— Но что это может быть? — спросила Свон. — И в чем причина такого гнева?
— Не знаю… скажем, еда, вода, земля… власть… престиж… идеология… различные преимущества. Безумие. Таковы обычные мотивы. Верно?
— Невероятно!
Свон пришла в ужас от перечисленного, как будто на Меркурии это не обсуждали; впрочем, на самом деле это Макиавелли или Аристотель. Полина может подсказать.
— Когда выберемся, мне будет очень интересно узнать, что говорят.
— Осталось всего тридцать дней, — мрачно сказала Свон.
— Шаг за шагом, — смело сказал он.
— Ох, я тебя умоляю! Тебя послушать, это пустяки — а ведь это целая вечность.
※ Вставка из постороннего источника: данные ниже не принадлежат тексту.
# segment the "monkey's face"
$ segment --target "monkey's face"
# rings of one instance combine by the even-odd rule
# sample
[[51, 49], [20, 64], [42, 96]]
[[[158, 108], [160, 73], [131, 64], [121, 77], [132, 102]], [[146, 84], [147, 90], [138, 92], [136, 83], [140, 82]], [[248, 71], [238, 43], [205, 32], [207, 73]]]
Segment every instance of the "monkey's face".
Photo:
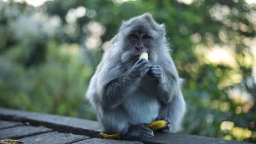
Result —
[[124, 47], [125, 51], [130, 52], [132, 57], [138, 57], [142, 52], [151, 53], [154, 50], [155, 34], [152, 33], [150, 28], [139, 25], [131, 28], [126, 34]]
[[158, 24], [149, 13], [123, 21], [119, 35], [123, 62], [137, 61], [144, 52], [148, 53], [149, 61], [156, 62], [165, 43], [164, 25]]

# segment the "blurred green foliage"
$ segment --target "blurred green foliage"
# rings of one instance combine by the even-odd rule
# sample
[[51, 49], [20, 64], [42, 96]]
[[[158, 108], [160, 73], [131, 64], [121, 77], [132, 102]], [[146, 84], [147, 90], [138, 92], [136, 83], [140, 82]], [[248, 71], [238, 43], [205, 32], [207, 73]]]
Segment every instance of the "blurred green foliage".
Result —
[[122, 20], [150, 12], [185, 80], [181, 133], [256, 142], [251, 2], [0, 1], [0, 106], [95, 120], [84, 96], [103, 49]]

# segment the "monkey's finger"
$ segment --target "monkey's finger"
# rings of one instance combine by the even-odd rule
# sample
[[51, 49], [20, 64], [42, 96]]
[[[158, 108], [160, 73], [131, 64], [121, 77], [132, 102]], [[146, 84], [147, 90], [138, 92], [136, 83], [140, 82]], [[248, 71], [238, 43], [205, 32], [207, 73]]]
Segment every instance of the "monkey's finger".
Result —
[[139, 63], [141, 63], [143, 62], [148, 62], [148, 61], [147, 61], [145, 58], [141, 58], [141, 59], [139, 59], [138, 61], [137, 61], [137, 63], [139, 64]]
[[160, 68], [160, 66], [159, 65], [152, 65], [151, 66], [151, 67], [152, 68]]
[[150, 128], [147, 127], [146, 125], [143, 125], [143, 127], [142, 127], [142, 129], [143, 130], [144, 130], [145, 131], [148, 131], [149, 133], [152, 133], [152, 130], [151, 130]]
[[154, 132], [153, 131], [151, 133], [148, 132], [148, 131], [143, 131], [142, 133], [141, 133], [141, 137], [142, 139], [149, 138], [153, 136], [154, 136]]

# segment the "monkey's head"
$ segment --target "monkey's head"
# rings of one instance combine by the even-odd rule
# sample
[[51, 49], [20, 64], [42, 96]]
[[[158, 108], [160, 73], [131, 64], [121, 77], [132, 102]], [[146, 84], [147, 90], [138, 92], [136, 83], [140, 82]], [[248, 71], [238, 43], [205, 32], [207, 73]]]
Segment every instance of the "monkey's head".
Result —
[[158, 24], [149, 13], [123, 21], [119, 36], [121, 37], [123, 61], [137, 61], [142, 52], [146, 52], [149, 61], [156, 62], [158, 53], [166, 43], [165, 25]]

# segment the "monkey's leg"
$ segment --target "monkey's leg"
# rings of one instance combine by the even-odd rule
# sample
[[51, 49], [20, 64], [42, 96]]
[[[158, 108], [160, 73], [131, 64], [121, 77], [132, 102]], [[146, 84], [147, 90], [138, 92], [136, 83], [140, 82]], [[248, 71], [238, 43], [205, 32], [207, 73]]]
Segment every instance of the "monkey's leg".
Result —
[[104, 111], [100, 117], [103, 132], [107, 134], [119, 134], [123, 138], [147, 138], [153, 136], [152, 130], [145, 124], [135, 124], [120, 106]]
[[185, 111], [185, 104], [179, 90], [168, 104], [162, 104], [158, 120], [165, 120], [166, 126], [162, 131], [174, 133], [181, 129], [181, 122]]

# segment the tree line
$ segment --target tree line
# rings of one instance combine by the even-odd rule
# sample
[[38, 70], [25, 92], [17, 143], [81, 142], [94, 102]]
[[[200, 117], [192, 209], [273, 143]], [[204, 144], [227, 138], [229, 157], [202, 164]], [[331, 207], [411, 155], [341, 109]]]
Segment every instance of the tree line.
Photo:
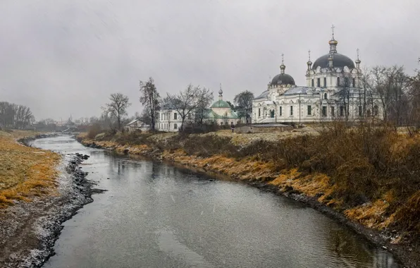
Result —
[[[159, 112], [162, 109], [172, 109], [176, 111], [180, 117], [180, 130], [184, 130], [187, 119], [198, 126], [209, 123], [207, 114], [214, 98], [213, 92], [209, 88], [190, 84], [185, 90], [178, 93], [167, 93], [162, 98], [152, 77], [146, 81], [140, 81], [139, 85], [139, 101], [144, 109], [141, 114], [137, 114], [131, 119], [140, 118], [149, 125], [152, 130], [155, 130]], [[254, 95], [251, 92], [244, 91], [234, 99], [233, 109], [245, 118], [247, 123], [250, 123], [253, 98]], [[129, 120], [126, 118], [127, 109], [131, 103], [128, 97], [122, 93], [111, 94], [109, 101], [102, 107], [102, 115], [97, 123], [105, 128], [121, 130]]]
[[35, 117], [29, 107], [0, 102], [0, 128], [25, 129], [34, 121]]
[[[381, 111], [383, 123], [395, 126], [420, 128], [420, 71], [407, 75], [401, 66], [376, 66], [364, 68], [361, 85], [354, 86], [348, 80], [341, 81], [338, 102], [344, 108], [346, 121], [350, 120], [351, 101], [362, 109], [359, 119], [367, 121], [378, 118]], [[375, 98], [379, 104], [373, 103]], [[379, 107], [381, 108], [379, 109]]]

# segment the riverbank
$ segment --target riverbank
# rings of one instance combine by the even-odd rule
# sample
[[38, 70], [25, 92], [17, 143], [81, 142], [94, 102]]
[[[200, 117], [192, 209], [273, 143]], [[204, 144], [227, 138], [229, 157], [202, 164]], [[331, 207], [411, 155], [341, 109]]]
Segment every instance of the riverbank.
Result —
[[[287, 195], [350, 226], [372, 243], [385, 247], [406, 267], [419, 265], [418, 218], [409, 221], [417, 213], [415, 204], [412, 204], [419, 190], [417, 185], [409, 181], [412, 183], [409, 192], [402, 195], [400, 189], [405, 184], [390, 178], [395, 173], [376, 171], [374, 164], [366, 164], [358, 155], [365, 154], [363, 142], [369, 143], [376, 156], [379, 152], [385, 154], [381, 150], [395, 149], [397, 145], [398, 152], [392, 152], [397, 157], [396, 160], [388, 155], [383, 155], [380, 160], [388, 162], [388, 167], [395, 165], [391, 161], [407, 162], [410, 157], [415, 162], [417, 157], [412, 154], [418, 145], [415, 138], [385, 129], [347, 132], [335, 128], [316, 135], [286, 136], [277, 142], [262, 137], [255, 139], [253, 134], [226, 132], [188, 136], [101, 134], [95, 139], [86, 136], [78, 139], [87, 146], [170, 161]], [[340, 157], [344, 160], [340, 162]], [[366, 162], [370, 163], [370, 159]], [[409, 168], [412, 174], [417, 174], [415, 165]], [[379, 181], [381, 177], [387, 180]], [[408, 205], [412, 215], [404, 211]], [[402, 214], [405, 217], [404, 221], [400, 219]]]
[[80, 155], [61, 155], [25, 146], [41, 133], [0, 132], [0, 267], [38, 267], [62, 229], [92, 202], [92, 183]]

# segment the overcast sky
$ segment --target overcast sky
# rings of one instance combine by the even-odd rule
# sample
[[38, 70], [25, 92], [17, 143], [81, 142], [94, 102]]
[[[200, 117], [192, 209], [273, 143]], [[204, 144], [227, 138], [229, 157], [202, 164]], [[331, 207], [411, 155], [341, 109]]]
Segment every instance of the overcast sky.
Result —
[[231, 100], [256, 95], [279, 73], [305, 84], [311, 59], [338, 51], [362, 66], [404, 65], [420, 56], [420, 1], [281, 0], [1, 0], [0, 101], [37, 119], [98, 116], [113, 92], [140, 111], [138, 82], [161, 95], [189, 83]]

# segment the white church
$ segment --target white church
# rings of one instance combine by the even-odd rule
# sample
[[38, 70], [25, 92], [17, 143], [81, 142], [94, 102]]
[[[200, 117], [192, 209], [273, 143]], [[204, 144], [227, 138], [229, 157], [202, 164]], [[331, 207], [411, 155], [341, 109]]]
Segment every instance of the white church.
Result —
[[282, 59], [280, 74], [252, 101], [252, 123], [381, 119], [379, 97], [362, 88], [359, 49], [354, 62], [338, 53], [332, 29], [328, 53], [312, 63], [309, 51], [306, 86], [297, 86], [285, 73]]

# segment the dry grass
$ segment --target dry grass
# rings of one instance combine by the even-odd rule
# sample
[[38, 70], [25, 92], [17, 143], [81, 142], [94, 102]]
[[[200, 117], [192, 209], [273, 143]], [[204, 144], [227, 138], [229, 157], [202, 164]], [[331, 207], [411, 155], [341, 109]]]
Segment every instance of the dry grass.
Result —
[[0, 207], [13, 205], [13, 200], [28, 201], [53, 192], [60, 155], [23, 146], [15, 140], [36, 134], [0, 131]]

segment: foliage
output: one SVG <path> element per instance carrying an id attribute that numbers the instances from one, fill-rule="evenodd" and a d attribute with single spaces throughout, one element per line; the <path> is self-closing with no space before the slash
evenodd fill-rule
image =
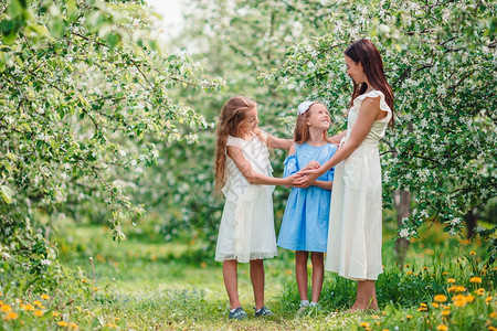
<path id="1" fill-rule="evenodd" d="M 194 94 L 181 89 L 178 97 L 215 122 L 221 107 L 233 95 L 246 95 L 258 104 L 260 126 L 276 137 L 292 138 L 296 106 L 305 98 L 299 90 L 278 90 L 277 82 L 261 84 L 258 74 L 279 66 L 287 47 L 331 29 L 325 20 L 332 8 L 322 1 L 189 1 L 184 31 L 170 42 L 184 47 L 202 64 L 210 79 L 226 81 L 223 94 Z M 188 11 L 187 11 L 188 12 Z M 308 14 L 311 12 L 313 14 Z M 288 116 L 289 115 L 289 116 Z M 343 122 L 343 121 L 342 121 Z M 337 126 L 334 127 L 334 131 Z M 162 218 L 161 232 L 173 238 L 181 229 L 215 244 L 222 196 L 213 194 L 213 130 L 199 132 L 199 142 L 173 142 L 161 149 L 162 160 L 146 173 L 139 186 L 144 203 Z M 274 150 L 274 175 L 283 174 L 285 151 Z M 177 166 L 178 164 L 178 166 Z M 166 178 L 169 185 L 162 185 Z M 154 189 L 150 189 L 154 188 Z M 274 192 L 277 225 L 287 189 Z"/>
<path id="2" fill-rule="evenodd" d="M 169 89 L 222 82 L 168 54 L 141 1 L 9 0 L 0 12 L 1 250 L 33 266 L 54 258 L 43 250 L 60 213 L 109 220 L 124 237 L 119 221 L 142 213 L 125 193 L 156 143 L 208 126 Z M 39 212 L 52 218 L 40 224 Z"/>
<path id="3" fill-rule="evenodd" d="M 264 77 L 313 96 L 341 118 L 349 103 L 342 51 L 370 38 L 379 47 L 395 96 L 396 122 L 382 146 L 383 192 L 414 194 L 401 237 L 440 221 L 456 235 L 463 217 L 496 196 L 496 4 L 491 1 L 336 1 L 332 31 L 288 52 Z M 495 222 L 495 220 L 493 220 Z M 494 229 L 489 259 L 497 254 Z"/>
<path id="4" fill-rule="evenodd" d="M 477 243 L 466 239 L 459 243 L 443 233 L 438 225 L 423 231 L 422 238 L 413 242 L 405 271 L 396 268 L 392 254 L 385 254 L 385 270 L 377 282 L 379 312 L 342 312 L 353 301 L 356 284 L 326 273 L 320 309 L 296 316 L 299 298 L 294 255 L 281 249 L 277 258 L 265 261 L 266 303 L 276 317 L 271 320 L 251 318 L 245 322 L 226 320 L 228 297 L 221 264 L 213 263 L 211 257 L 182 258 L 188 252 L 199 252 L 198 242 L 190 238 L 150 242 L 146 233 L 154 221 L 140 222 L 136 227 L 123 224 L 129 236 L 121 243 L 109 241 L 106 227 L 78 226 L 68 217 L 59 220 L 55 226 L 59 231 L 53 242 L 59 247 L 62 266 L 51 266 L 46 275 L 60 280 L 25 290 L 30 288 L 24 280 L 29 277 L 22 269 L 2 265 L 0 305 L 9 306 L 18 317 L 3 320 L 9 312 L 0 311 L 0 329 L 56 329 L 61 321 L 67 322 L 67 327 L 75 323 L 80 329 L 96 330 L 150 327 L 167 330 L 366 329 L 361 323 L 369 323 L 372 330 L 395 330 L 395 327 L 423 330 L 419 328 L 421 323 L 426 324 L 426 330 L 436 330 L 442 322 L 451 330 L 483 330 L 497 323 L 494 313 L 497 270 L 486 267 L 485 252 Z M 390 235 L 394 234 L 387 233 Z M 392 252 L 393 244 L 387 238 L 383 252 Z M 464 255 L 467 257 L 459 258 Z M 94 269 L 89 257 L 93 257 Z M 241 301 L 253 317 L 248 265 L 241 264 L 239 270 Z M 464 307 L 457 307 L 456 300 L 452 300 L 461 293 L 466 299 L 457 305 Z M 474 297 L 472 302 L 469 293 Z M 445 296 L 447 301 L 437 302 L 438 295 Z M 488 297 L 493 298 L 486 301 Z M 424 307 L 422 303 L 427 310 L 419 311 Z M 447 310 L 442 305 L 450 307 L 448 317 L 442 316 Z M 43 314 L 36 316 L 35 311 Z"/>

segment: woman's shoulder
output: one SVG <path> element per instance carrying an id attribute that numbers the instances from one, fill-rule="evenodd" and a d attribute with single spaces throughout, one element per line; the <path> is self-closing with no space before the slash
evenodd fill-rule
<path id="1" fill-rule="evenodd" d="M 370 92 L 358 95 L 353 99 L 353 106 L 360 107 L 362 105 L 362 102 L 366 102 L 366 103 L 372 104 L 372 105 L 379 105 L 381 110 L 391 113 L 390 107 L 387 104 L 387 100 L 384 98 L 384 94 L 381 90 L 371 89 Z"/>

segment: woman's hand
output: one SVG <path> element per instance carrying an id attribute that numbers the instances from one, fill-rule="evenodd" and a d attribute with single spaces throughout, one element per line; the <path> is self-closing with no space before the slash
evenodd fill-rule
<path id="1" fill-rule="evenodd" d="M 297 172 L 297 174 L 299 174 L 300 177 L 294 180 L 293 183 L 294 188 L 307 189 L 308 186 L 314 185 L 317 178 L 321 175 L 320 169 L 321 168 L 308 169 L 308 170 L 300 170 L 299 172 Z"/>

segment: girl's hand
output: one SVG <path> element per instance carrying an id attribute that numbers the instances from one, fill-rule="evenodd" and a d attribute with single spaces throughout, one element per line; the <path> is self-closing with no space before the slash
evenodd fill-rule
<path id="1" fill-rule="evenodd" d="M 306 167 L 304 167 L 303 169 L 300 169 L 300 171 L 303 171 L 303 170 L 309 170 L 309 169 L 318 169 L 319 167 L 321 167 L 321 166 L 319 164 L 319 162 L 317 162 L 317 161 L 310 161 L 309 163 L 307 163 Z"/>
<path id="2" fill-rule="evenodd" d="M 320 168 L 300 170 L 297 174 L 300 174 L 302 177 L 294 180 L 293 185 L 294 188 L 302 189 L 307 189 L 308 186 L 313 185 L 316 182 L 317 178 L 321 175 Z"/>
<path id="3" fill-rule="evenodd" d="M 297 179 L 297 174 L 288 175 L 288 177 L 286 178 L 286 184 L 285 184 L 285 186 L 287 186 L 287 188 L 292 186 L 292 184 L 294 183 L 294 181 L 295 181 L 296 179 Z"/>

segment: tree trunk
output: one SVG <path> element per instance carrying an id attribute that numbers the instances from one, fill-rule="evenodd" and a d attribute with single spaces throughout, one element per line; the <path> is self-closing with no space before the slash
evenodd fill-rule
<path id="1" fill-rule="evenodd" d="M 402 218 L 411 215 L 411 192 L 395 191 L 393 194 L 396 209 L 396 225 L 400 227 Z M 396 265 L 401 270 L 403 269 L 410 244 L 411 242 L 405 238 L 396 238 L 395 241 Z"/>
<path id="2" fill-rule="evenodd" d="M 467 226 L 467 235 L 466 238 L 470 239 L 475 235 L 476 222 L 478 221 L 478 216 L 475 214 L 475 210 L 470 210 L 465 216 Z"/>

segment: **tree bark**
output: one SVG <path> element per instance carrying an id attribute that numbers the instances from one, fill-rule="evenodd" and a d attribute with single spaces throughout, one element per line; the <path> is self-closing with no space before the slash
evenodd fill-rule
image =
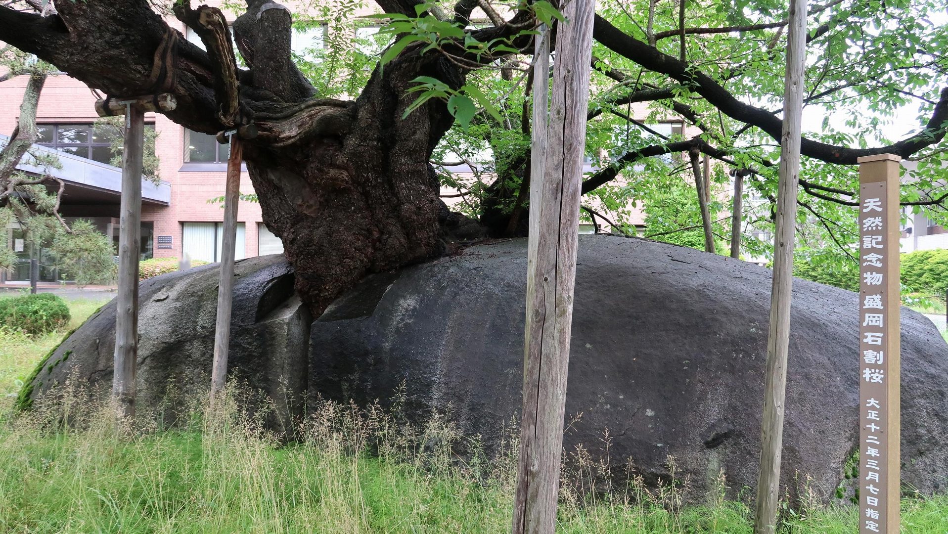
<path id="1" fill-rule="evenodd" d="M 39 137 L 39 129 L 36 127 L 36 108 L 40 103 L 40 93 L 43 92 L 43 85 L 46 82 L 46 75 L 44 73 L 34 73 L 29 76 L 27 83 L 27 90 L 23 95 L 23 103 L 20 104 L 20 118 L 17 120 L 16 129 L 9 137 L 9 142 L 0 150 L 0 206 L 4 200 L 13 192 L 12 174 L 16 166 L 23 159 L 23 156 L 29 150 L 36 138 Z"/>
<path id="2" fill-rule="evenodd" d="M 413 15 L 411 5 L 390 7 Z M 428 161 L 453 119 L 439 101 L 402 116 L 415 98 L 407 93 L 411 80 L 431 76 L 457 88 L 465 73 L 441 54 L 409 47 L 384 71 L 376 68 L 355 101 L 312 98 L 289 61 L 290 17 L 274 6 L 252 0 L 234 24 L 249 66 L 233 73 L 240 113 L 260 131 L 245 143 L 244 158 L 264 222 L 283 239 L 297 289 L 319 315 L 367 273 L 446 250 L 439 224 L 446 211 Z M 167 112 L 173 120 L 209 134 L 225 129 L 222 95 L 232 102 L 232 89 L 221 84 L 221 63 L 229 58 L 209 57 L 145 0 L 61 0 L 56 8 L 57 14 L 40 16 L 0 7 L 0 38 L 113 98 L 165 84 L 177 100 Z M 188 19 L 190 6 L 183 8 L 179 16 Z M 207 29 L 200 20 L 188 22 L 199 34 Z M 481 31 L 486 41 L 507 29 Z M 170 61 L 160 53 L 169 41 L 176 42 Z M 159 71 L 168 74 L 155 79 Z"/>

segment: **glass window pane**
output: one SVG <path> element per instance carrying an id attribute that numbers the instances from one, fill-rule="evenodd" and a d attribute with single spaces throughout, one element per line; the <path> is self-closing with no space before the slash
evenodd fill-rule
<path id="1" fill-rule="evenodd" d="M 63 124 L 56 128 L 56 142 L 59 144 L 81 144 L 89 142 L 87 124 Z"/>
<path id="2" fill-rule="evenodd" d="M 367 56 L 382 52 L 392 41 L 392 34 L 379 34 L 377 26 L 362 26 L 356 28 L 356 49 Z"/>
<path id="3" fill-rule="evenodd" d="M 112 149 L 107 146 L 94 146 L 92 147 L 92 159 L 105 163 L 106 165 L 112 164 Z"/>
<path id="4" fill-rule="evenodd" d="M 185 130 L 185 161 L 213 162 L 217 154 L 217 139 L 214 136 Z"/>
<path id="5" fill-rule="evenodd" d="M 228 157 L 230 157 L 230 143 L 221 144 L 214 139 L 214 144 L 217 145 L 217 160 L 227 161 Z"/>
<path id="6" fill-rule="evenodd" d="M 36 129 L 39 132 L 39 138 L 36 138 L 38 143 L 51 143 L 53 142 L 53 130 L 55 126 L 52 124 L 37 124 Z"/>
<path id="7" fill-rule="evenodd" d="M 310 28 L 293 28 L 290 49 L 294 54 L 313 61 L 325 46 L 326 29 L 321 24 Z"/>
<path id="8" fill-rule="evenodd" d="M 201 36 L 198 35 L 193 29 L 190 28 L 188 28 L 187 32 L 187 39 L 188 41 L 191 41 L 191 43 L 196 45 L 198 48 L 201 48 L 202 50 L 206 49 L 204 47 L 204 41 L 201 41 Z"/>
<path id="9" fill-rule="evenodd" d="M 112 141 L 120 139 L 121 130 L 109 124 L 97 124 L 92 127 L 93 144 L 111 144 Z"/>
<path id="10" fill-rule="evenodd" d="M 80 157 L 89 157 L 89 147 L 87 146 L 61 146 L 59 149 L 66 154 L 75 154 Z"/>

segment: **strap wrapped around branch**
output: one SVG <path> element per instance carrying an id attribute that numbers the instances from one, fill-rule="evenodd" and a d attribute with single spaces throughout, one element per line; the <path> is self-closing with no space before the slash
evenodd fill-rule
<path id="1" fill-rule="evenodd" d="M 191 2 L 186 1 L 174 5 L 174 14 L 197 33 L 208 50 L 214 74 L 218 120 L 228 127 L 245 122 L 240 110 L 237 59 L 224 13 L 210 6 L 191 9 Z"/>

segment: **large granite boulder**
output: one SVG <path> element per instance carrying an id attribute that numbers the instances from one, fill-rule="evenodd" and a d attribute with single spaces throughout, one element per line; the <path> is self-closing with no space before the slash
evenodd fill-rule
<path id="1" fill-rule="evenodd" d="M 274 425 L 301 412 L 303 392 L 360 404 L 399 396 L 410 420 L 446 414 L 493 453 L 520 408 L 525 256 L 525 240 L 508 240 L 376 274 L 312 324 L 281 256 L 244 260 L 230 368 L 278 405 L 289 399 Z M 576 268 L 566 412 L 581 416 L 564 447 L 603 453 L 608 429 L 617 473 L 631 460 L 647 482 L 667 479 L 673 455 L 696 496 L 721 470 L 734 492 L 754 487 L 771 271 L 606 236 L 581 236 Z M 208 266 L 142 283 L 139 410 L 206 390 L 217 273 Z M 830 495 L 858 440 L 857 296 L 799 280 L 793 288 L 783 482 L 793 491 L 810 475 Z M 28 397 L 67 378 L 107 391 L 114 324 L 113 303 L 51 355 Z M 908 309 L 902 341 L 903 480 L 943 490 L 948 344 Z"/>
<path id="2" fill-rule="evenodd" d="M 136 407 L 178 414 L 178 400 L 204 394 L 210 384 L 218 265 L 155 276 L 138 286 L 138 361 Z M 230 321 L 230 375 L 264 396 L 268 422 L 282 427 L 301 413 L 306 388 L 306 354 L 312 317 L 293 290 L 293 271 L 280 255 L 234 266 Z M 54 350 L 21 394 L 21 404 L 68 382 L 101 395 L 112 384 L 116 300 L 103 305 Z M 264 406 L 266 405 L 266 406 Z M 275 410 L 271 410 L 275 407 Z"/>
<path id="3" fill-rule="evenodd" d="M 447 413 L 488 451 L 520 408 L 526 242 L 509 240 L 379 274 L 311 330 L 309 391 L 385 403 L 405 384 L 415 421 Z M 677 459 L 695 495 L 723 470 L 756 487 L 771 270 L 641 239 L 581 236 L 573 313 L 567 451 L 631 460 L 647 482 Z M 793 281 L 783 483 L 831 495 L 858 442 L 855 293 Z M 902 309 L 902 480 L 944 489 L 948 345 Z M 581 416 L 580 416 L 581 414 Z"/>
— Вовсе нет. Но я больше не буду.
Немного погодя он сказал:
— Интересно, как наступает момент, когда начинаешь ощущать голод? Сначала ничего, а потом сразу хочешь есть.
— Это неинтересно.
— У меня стерты ноги.
— И это неинтересно.
— Каждый шаг вызывает боль. Наверное, пяточная шпора.
— Хочешь отдохнуть?
— Нет. Особой боли нет. И ноги согреваются. А потом устают.
— Ненавижу.
— И все же мы идем.
Минул час ходьбы. Привал. Еще час. Еще привал. Туннель оставался прежним. Станции (в каждую третью ночь) тоже, но не совсем. Они обыскивали такие места в поисках чего-нибудь необычного, иного. Наверху, над лифтом, поверхность Меркурия согревали прямые лучи солнца, температура доходила до 700 градусов Кельвина; воздуха не было, а потому не было и температуры воздуха. Сейчас они находились более или менее под кратером Толстого; Полина вела математические расчеты их маршрута, ее радио тоже не работало. Не работали и телефоны на станциях. Свон считала, что эти телефоны обслуживают только лифты — или же вся система вышла из строя при ударе, но поскольку населения в Терминаторе больше нет, а разрушенная часть туннеля открыта солнцу, никто систему не чинит.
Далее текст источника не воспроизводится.